This morning I woke up at 7am like the insane person that I am. Even though it was the neighbor upstairs’ phone vibrating that woke me, I was happy to hop out of bed at this ungodly hour and get my day started before everyone else. There is something about weekend mornings that make them my favorite and on a day that I’m working out early, a good breakfast and a good workout before the rest of the world is up can’t be beat.
I didn’t work out early (but I’m on the way to the gym after this!) but I did take Olive on a disgustingly hot short walk, ate half a pint of blueberries, did a load of laundry, worked for an hour, and made french toast for Michael while he slept & my current favorite egg and potato breakfast for myself.
I’m obviously no chef and this meal is not even deserving of its own recipe post but I thought I would share because it’s super quick and easy to make and keeps me full for a good couple of hours.

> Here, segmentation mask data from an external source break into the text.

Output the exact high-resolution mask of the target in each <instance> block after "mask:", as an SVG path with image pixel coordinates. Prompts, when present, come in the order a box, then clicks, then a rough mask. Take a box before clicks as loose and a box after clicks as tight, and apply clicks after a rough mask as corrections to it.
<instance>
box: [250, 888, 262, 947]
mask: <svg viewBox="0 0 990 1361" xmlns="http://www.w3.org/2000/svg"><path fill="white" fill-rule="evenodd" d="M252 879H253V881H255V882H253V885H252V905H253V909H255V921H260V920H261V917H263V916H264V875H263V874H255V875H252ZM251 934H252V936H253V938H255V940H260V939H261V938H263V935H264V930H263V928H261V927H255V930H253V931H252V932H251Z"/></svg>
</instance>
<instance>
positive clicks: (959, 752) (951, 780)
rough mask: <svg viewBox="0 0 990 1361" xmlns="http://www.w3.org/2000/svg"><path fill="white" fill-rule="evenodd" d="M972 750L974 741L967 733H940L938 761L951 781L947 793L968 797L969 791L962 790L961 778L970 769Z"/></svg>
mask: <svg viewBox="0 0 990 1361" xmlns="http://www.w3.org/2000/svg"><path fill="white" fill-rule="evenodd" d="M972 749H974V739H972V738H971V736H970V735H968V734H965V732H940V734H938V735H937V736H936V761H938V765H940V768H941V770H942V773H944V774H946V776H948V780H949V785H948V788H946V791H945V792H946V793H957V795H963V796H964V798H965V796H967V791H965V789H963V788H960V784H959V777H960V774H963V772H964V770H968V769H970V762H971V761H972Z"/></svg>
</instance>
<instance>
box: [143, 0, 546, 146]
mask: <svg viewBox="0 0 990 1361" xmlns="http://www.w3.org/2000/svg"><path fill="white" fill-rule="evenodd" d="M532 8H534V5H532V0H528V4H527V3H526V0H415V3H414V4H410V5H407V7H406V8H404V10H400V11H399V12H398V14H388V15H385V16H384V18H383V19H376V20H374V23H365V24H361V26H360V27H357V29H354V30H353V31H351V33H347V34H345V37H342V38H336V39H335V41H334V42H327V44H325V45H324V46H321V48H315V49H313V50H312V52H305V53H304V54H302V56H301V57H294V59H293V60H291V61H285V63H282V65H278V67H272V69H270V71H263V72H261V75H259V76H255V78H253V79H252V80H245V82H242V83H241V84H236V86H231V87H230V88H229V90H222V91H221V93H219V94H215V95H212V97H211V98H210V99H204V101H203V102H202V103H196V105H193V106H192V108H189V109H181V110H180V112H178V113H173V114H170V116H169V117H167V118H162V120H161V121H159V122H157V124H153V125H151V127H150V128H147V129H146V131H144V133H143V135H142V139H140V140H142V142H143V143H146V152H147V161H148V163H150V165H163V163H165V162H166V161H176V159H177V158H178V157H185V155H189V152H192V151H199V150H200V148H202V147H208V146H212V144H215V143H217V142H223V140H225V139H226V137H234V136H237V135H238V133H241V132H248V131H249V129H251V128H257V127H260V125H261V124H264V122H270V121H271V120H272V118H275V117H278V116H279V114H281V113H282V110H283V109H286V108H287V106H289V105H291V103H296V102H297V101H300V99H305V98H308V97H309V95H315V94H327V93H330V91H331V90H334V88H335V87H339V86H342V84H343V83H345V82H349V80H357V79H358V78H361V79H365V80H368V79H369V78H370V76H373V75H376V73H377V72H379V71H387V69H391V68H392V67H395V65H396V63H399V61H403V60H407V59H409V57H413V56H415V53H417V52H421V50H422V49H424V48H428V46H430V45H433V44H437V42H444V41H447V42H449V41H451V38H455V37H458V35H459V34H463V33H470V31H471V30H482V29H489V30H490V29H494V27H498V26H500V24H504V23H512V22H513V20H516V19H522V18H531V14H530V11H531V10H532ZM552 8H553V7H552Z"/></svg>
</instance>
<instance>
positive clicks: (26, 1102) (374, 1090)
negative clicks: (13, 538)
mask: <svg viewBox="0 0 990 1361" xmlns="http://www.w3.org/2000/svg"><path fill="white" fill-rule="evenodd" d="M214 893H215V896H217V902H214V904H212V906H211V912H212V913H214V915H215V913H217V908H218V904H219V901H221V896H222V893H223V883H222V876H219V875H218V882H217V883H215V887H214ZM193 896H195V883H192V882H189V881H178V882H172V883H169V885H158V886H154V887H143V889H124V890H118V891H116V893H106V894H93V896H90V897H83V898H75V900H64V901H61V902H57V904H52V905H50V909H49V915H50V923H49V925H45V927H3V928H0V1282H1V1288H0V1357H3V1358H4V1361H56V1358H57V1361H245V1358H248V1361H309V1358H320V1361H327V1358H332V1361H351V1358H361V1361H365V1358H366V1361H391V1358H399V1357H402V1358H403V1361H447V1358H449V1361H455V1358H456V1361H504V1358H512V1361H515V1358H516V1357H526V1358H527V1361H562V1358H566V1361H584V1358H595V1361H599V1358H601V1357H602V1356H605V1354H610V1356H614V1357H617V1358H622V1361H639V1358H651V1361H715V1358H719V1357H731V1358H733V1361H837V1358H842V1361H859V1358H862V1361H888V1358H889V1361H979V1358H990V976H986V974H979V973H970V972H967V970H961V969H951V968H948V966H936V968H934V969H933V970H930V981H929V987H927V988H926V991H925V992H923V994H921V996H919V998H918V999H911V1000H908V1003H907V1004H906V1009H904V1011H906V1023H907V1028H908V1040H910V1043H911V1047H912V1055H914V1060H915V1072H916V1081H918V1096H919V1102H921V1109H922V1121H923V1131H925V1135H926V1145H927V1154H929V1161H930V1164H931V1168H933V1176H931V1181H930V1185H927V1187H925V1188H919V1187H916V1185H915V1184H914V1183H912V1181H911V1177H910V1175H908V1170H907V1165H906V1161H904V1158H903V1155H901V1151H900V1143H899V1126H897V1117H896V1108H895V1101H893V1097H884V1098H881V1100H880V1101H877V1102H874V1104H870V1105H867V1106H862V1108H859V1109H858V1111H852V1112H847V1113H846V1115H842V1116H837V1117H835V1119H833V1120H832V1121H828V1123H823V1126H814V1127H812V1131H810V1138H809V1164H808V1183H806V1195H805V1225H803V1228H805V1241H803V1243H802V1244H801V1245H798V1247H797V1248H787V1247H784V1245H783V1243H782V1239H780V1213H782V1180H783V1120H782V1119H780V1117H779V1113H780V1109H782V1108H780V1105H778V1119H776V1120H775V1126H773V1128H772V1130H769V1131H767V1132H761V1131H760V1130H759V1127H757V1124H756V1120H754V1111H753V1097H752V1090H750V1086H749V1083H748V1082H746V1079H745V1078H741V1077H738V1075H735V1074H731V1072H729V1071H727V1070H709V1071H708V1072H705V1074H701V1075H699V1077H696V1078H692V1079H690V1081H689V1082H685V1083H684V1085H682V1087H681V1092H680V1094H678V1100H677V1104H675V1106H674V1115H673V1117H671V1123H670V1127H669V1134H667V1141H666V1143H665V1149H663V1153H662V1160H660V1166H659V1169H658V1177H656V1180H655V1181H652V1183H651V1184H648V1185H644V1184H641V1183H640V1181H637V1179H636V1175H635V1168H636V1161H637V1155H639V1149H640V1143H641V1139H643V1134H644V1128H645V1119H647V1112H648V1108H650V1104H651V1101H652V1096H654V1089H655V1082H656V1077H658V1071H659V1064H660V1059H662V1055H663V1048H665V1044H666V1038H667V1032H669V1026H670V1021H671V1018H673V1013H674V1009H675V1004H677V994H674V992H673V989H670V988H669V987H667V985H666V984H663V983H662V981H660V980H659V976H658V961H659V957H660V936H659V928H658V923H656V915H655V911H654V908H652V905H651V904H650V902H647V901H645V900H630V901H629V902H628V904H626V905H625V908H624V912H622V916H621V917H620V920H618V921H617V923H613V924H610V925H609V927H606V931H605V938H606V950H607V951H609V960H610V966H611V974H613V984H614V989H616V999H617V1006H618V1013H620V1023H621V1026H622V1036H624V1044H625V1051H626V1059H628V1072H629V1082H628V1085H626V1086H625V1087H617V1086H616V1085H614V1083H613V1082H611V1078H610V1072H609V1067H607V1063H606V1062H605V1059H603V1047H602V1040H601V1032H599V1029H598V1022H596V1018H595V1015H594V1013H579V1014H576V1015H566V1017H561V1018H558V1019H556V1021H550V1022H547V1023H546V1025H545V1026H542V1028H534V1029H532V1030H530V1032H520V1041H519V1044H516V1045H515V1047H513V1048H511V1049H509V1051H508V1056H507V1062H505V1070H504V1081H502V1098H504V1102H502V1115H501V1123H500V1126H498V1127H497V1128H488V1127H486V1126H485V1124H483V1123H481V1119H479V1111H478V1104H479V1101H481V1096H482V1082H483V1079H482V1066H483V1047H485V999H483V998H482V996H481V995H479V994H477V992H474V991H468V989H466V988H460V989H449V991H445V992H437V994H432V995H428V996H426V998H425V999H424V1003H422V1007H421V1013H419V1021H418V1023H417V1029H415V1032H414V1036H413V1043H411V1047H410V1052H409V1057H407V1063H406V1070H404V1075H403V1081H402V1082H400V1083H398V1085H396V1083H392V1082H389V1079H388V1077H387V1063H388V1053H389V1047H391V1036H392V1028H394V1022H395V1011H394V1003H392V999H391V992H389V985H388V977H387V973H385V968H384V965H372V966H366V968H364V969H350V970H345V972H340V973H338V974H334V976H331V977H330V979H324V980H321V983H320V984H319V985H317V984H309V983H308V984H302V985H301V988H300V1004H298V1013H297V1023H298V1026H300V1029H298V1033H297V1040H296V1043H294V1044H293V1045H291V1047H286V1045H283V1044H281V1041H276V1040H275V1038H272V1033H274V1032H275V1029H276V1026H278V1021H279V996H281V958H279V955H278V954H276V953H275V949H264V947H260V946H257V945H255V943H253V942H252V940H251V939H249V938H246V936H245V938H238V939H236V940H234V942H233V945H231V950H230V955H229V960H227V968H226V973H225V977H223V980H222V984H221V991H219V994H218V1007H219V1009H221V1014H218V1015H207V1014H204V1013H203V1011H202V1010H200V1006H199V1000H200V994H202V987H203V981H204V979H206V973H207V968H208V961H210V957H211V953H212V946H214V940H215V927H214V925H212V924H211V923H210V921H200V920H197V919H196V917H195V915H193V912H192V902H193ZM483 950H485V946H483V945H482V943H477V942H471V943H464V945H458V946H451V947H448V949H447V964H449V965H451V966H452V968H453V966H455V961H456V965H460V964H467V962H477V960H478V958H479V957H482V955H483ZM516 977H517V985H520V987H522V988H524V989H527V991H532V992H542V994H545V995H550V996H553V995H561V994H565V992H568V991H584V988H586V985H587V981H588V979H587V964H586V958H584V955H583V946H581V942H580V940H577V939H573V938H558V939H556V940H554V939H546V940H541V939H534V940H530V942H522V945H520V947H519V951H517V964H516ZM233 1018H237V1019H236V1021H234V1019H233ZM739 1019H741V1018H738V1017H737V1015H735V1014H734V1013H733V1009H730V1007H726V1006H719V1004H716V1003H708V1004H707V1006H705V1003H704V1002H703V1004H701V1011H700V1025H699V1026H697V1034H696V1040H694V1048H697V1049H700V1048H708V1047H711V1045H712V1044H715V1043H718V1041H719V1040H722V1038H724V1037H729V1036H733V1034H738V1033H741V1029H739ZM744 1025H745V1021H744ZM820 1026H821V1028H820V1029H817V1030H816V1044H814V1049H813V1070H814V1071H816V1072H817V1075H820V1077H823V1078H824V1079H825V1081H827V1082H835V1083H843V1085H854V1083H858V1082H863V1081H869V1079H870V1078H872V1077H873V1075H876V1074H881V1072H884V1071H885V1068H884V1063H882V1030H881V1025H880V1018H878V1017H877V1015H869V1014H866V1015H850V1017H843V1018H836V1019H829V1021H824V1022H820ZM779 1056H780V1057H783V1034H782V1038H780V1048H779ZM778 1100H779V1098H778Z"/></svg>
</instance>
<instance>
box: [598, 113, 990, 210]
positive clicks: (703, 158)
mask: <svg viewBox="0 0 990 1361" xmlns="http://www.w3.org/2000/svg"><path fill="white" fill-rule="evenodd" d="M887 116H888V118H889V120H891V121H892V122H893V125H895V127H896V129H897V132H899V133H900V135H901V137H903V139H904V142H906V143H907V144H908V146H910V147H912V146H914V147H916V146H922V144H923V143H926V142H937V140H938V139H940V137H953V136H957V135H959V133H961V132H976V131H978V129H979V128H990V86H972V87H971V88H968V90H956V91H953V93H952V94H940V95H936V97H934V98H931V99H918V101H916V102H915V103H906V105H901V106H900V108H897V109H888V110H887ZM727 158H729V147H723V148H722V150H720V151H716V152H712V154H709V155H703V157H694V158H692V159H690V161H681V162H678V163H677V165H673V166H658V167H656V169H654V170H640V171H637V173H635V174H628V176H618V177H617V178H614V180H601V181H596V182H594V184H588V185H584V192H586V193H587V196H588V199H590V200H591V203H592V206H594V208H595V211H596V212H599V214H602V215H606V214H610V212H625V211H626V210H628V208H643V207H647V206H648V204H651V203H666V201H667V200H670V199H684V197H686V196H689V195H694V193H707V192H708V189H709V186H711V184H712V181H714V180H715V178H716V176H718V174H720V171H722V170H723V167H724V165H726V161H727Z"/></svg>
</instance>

It’s whole30 compliant but easy to customize however you’d like, and I’m sure it would be pretty perfect with some shredded cheese on top… but don’t tell me about it because I’m jealous and I don’t want to know.
1 small red potato
1 large egg
a small handful of arugula
clarified butter (ghee)
salt + pep to taste
Just poke holes in your potato & use the potato setting on your microwave which usually lasts about 4 minutes. While that is heating up, heat a non-stick pan over medium heat. Once heated, add egg, top with salt & pepper, and let cook until all of the white sets and you have a perfect yellow yolk.
In a bowl, add the potato, cut criss-cross and smashed open, add a tiny bit of clarified butter, top with egg and arugula. Delicious and done. 🙂
I’ve had this for breakfast both days this weekend and today it was after I made five slices of french toast and I didn’t even miss the syrupy eggy bread one bit.
Now we’re off to the gym, our first *real* trip to Costco (RIP my wallet) and my favorite… Sunday supper!